Ken,
The number of radials won't really affect the angle of radiation.
With a poor ground, you will still have a low take-off angle; you'll just
had a heck of a lot of ground losses.
73
Rick
-----Original Message-----
From: tentec-bounces@contesting.com [mailto:tentec-bounces@contesting.com]
On Behalf Of Ken Brown
Sent: Monday, January 03, 2011 11:24 PM
To: Discussion of Ten-Tec Equipment
Subject: Re: [TenTec] New and Improved Terminology (NVIS origins)
>
> The technology has been around at least since WW2,
I always though of short haul skip or NVIS as a phenomena rather than a
technology.
Yes, you can intentionally build antennas to favor high angle radiation,
and when you do that you could call it "NVIS Technology."

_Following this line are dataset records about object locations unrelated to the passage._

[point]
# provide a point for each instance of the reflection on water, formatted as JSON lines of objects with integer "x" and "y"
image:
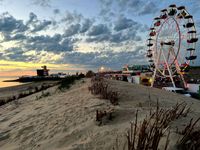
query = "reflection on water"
{"x": 7, "y": 84}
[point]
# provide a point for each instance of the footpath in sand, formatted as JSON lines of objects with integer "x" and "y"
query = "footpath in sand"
{"x": 66, "y": 120}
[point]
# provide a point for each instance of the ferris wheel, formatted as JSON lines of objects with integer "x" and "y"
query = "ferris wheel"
{"x": 171, "y": 44}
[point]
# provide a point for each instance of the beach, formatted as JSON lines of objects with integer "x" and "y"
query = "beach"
{"x": 65, "y": 120}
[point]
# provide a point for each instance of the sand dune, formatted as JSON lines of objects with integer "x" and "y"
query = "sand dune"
{"x": 66, "y": 120}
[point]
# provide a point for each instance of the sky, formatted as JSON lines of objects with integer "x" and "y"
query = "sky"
{"x": 78, "y": 35}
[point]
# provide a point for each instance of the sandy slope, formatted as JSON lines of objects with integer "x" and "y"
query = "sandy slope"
{"x": 66, "y": 120}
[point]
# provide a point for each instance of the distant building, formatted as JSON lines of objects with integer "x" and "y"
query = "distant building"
{"x": 43, "y": 72}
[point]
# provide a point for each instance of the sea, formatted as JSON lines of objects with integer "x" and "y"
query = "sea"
{"x": 8, "y": 84}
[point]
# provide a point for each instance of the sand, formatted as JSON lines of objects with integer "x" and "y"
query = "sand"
{"x": 66, "y": 120}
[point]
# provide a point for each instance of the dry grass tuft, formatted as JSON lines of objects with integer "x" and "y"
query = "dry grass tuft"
{"x": 147, "y": 135}
{"x": 191, "y": 136}
{"x": 100, "y": 87}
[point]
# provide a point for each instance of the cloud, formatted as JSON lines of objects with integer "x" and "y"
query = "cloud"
{"x": 47, "y": 43}
{"x": 87, "y": 23}
{"x": 56, "y": 11}
{"x": 149, "y": 8}
{"x": 108, "y": 58}
{"x": 124, "y": 23}
{"x": 37, "y": 25}
{"x": 72, "y": 30}
{"x": 42, "y": 3}
{"x": 98, "y": 29}
{"x": 111, "y": 8}
{"x": 71, "y": 17}
{"x": 15, "y": 53}
{"x": 8, "y": 24}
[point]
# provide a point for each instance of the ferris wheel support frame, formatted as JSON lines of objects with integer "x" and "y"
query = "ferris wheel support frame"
{"x": 168, "y": 68}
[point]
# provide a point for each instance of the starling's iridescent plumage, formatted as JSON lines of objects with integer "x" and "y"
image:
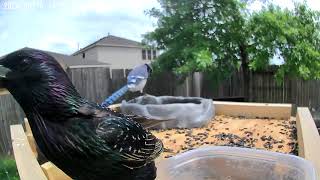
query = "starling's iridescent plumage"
{"x": 83, "y": 139}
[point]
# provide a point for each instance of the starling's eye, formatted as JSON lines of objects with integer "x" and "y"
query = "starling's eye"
{"x": 25, "y": 62}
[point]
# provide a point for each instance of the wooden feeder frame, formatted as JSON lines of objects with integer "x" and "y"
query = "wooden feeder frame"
{"x": 25, "y": 151}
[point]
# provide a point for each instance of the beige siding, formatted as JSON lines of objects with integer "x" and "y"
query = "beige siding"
{"x": 121, "y": 57}
{"x": 91, "y": 53}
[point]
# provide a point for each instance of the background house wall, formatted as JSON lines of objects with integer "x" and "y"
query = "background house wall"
{"x": 121, "y": 57}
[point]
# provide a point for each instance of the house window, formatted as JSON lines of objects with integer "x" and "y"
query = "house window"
{"x": 149, "y": 54}
{"x": 143, "y": 54}
{"x": 154, "y": 54}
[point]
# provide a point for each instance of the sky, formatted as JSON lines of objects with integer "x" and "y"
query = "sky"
{"x": 64, "y": 26}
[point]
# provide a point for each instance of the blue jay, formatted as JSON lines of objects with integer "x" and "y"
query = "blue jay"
{"x": 136, "y": 80}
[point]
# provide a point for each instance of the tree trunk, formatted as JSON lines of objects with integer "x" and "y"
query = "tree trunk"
{"x": 245, "y": 69}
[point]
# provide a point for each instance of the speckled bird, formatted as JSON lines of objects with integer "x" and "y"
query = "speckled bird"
{"x": 84, "y": 140}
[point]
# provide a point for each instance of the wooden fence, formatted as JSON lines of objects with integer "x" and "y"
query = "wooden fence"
{"x": 97, "y": 82}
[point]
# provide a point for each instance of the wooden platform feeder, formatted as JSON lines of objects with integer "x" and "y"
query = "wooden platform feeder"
{"x": 25, "y": 152}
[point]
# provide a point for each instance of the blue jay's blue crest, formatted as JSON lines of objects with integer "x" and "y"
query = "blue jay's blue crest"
{"x": 136, "y": 80}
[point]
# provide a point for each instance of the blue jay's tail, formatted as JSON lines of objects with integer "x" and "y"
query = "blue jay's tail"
{"x": 115, "y": 96}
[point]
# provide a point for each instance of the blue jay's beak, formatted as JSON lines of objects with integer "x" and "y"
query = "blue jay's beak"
{"x": 3, "y": 75}
{"x": 149, "y": 68}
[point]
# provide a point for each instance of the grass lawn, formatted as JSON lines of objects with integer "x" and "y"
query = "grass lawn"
{"x": 8, "y": 169}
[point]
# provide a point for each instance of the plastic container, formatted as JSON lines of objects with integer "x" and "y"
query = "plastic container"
{"x": 231, "y": 163}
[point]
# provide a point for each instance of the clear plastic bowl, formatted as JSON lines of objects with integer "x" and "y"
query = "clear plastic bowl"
{"x": 231, "y": 163}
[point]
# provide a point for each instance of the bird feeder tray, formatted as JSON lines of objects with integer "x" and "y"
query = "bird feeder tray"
{"x": 308, "y": 138}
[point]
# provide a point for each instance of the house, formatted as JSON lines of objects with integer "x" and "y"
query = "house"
{"x": 121, "y": 53}
{"x": 67, "y": 60}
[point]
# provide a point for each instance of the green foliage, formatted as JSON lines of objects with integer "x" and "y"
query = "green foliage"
{"x": 197, "y": 35}
{"x": 295, "y": 34}
{"x": 8, "y": 169}
{"x": 218, "y": 36}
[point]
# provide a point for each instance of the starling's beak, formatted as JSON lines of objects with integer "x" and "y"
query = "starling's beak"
{"x": 3, "y": 72}
{"x": 3, "y": 75}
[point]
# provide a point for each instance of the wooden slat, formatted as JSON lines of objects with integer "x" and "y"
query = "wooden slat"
{"x": 252, "y": 110}
{"x": 28, "y": 166}
{"x": 53, "y": 172}
{"x": 31, "y": 140}
{"x": 308, "y": 137}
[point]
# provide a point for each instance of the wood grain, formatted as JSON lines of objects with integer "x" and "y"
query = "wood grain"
{"x": 27, "y": 164}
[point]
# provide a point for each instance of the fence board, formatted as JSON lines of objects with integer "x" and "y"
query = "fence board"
{"x": 98, "y": 82}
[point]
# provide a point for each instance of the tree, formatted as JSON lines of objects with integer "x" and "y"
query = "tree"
{"x": 218, "y": 37}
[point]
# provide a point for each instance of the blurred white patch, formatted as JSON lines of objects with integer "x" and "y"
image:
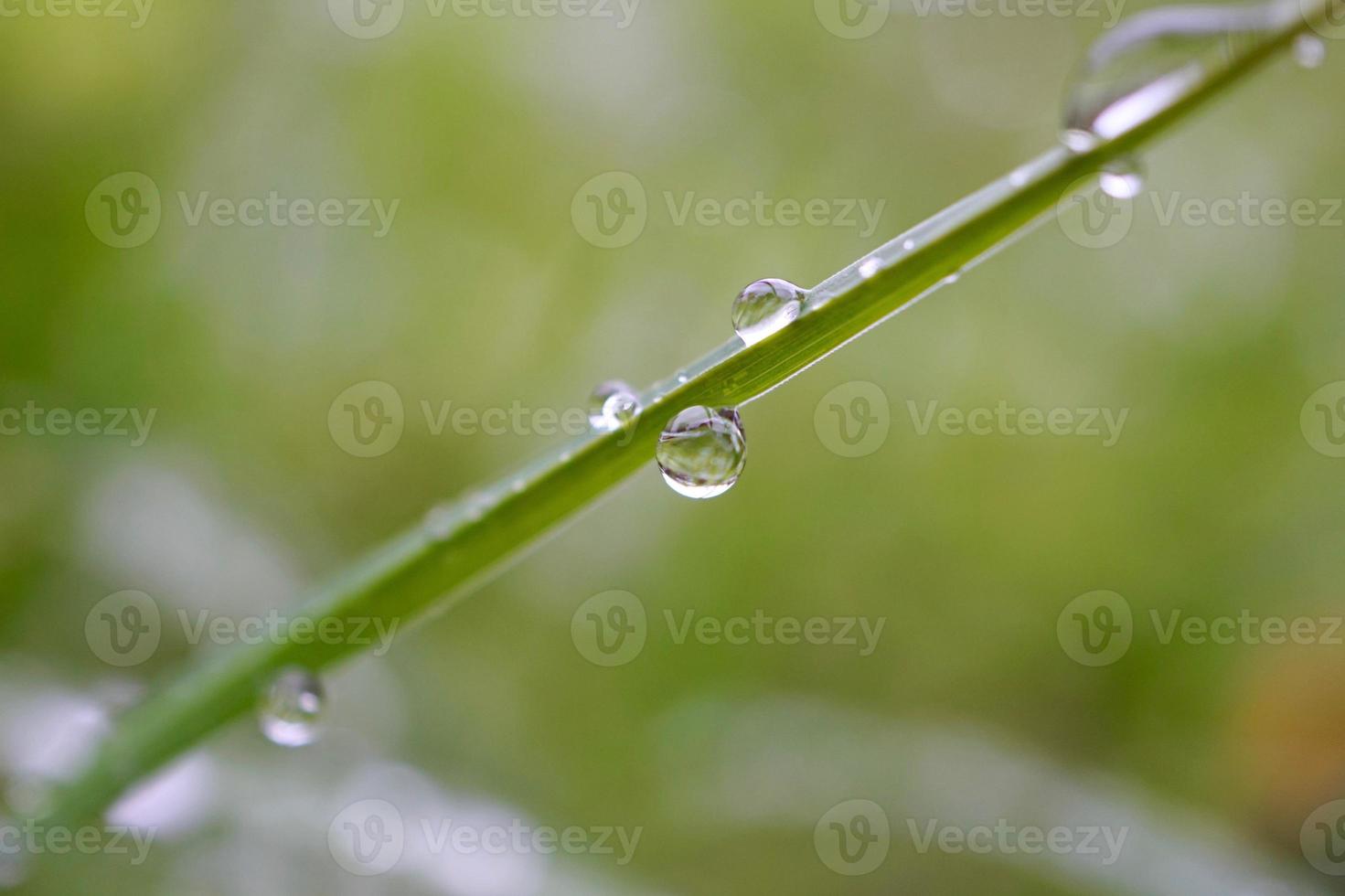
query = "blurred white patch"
{"x": 48, "y": 732}
{"x": 174, "y": 802}
{"x": 159, "y": 530}
{"x": 787, "y": 761}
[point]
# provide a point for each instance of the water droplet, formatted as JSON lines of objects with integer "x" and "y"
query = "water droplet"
{"x": 1122, "y": 179}
{"x": 702, "y": 451}
{"x": 765, "y": 307}
{"x": 1156, "y": 59}
{"x": 1309, "y": 50}
{"x": 613, "y": 405}
{"x": 291, "y": 709}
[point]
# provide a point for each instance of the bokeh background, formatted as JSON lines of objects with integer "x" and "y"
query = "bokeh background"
{"x": 483, "y": 293}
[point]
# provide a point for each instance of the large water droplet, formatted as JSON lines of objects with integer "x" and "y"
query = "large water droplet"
{"x": 1309, "y": 50}
{"x": 613, "y": 405}
{"x": 291, "y": 709}
{"x": 1122, "y": 179}
{"x": 1153, "y": 59}
{"x": 765, "y": 307}
{"x": 702, "y": 451}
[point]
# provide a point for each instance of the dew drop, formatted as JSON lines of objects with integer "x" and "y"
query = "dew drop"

For most hams operating on 40 and 75/80 meters, antennas with high angle
radiation are more of a default, or accidental situation,
because that is the best we could usually do, due to height limitations
on our horizontal antennas and poor radial systems on our verticals.
Then we work the stations we can work, with the antenna system we have.
And that is often short skip.
Long path DX. Is that a technology or a phenomena? You could call your
stack of six element yagis and your big amplifier "Long Path Technology".
I think that propagation modes including short skip or NVIS are phenomena.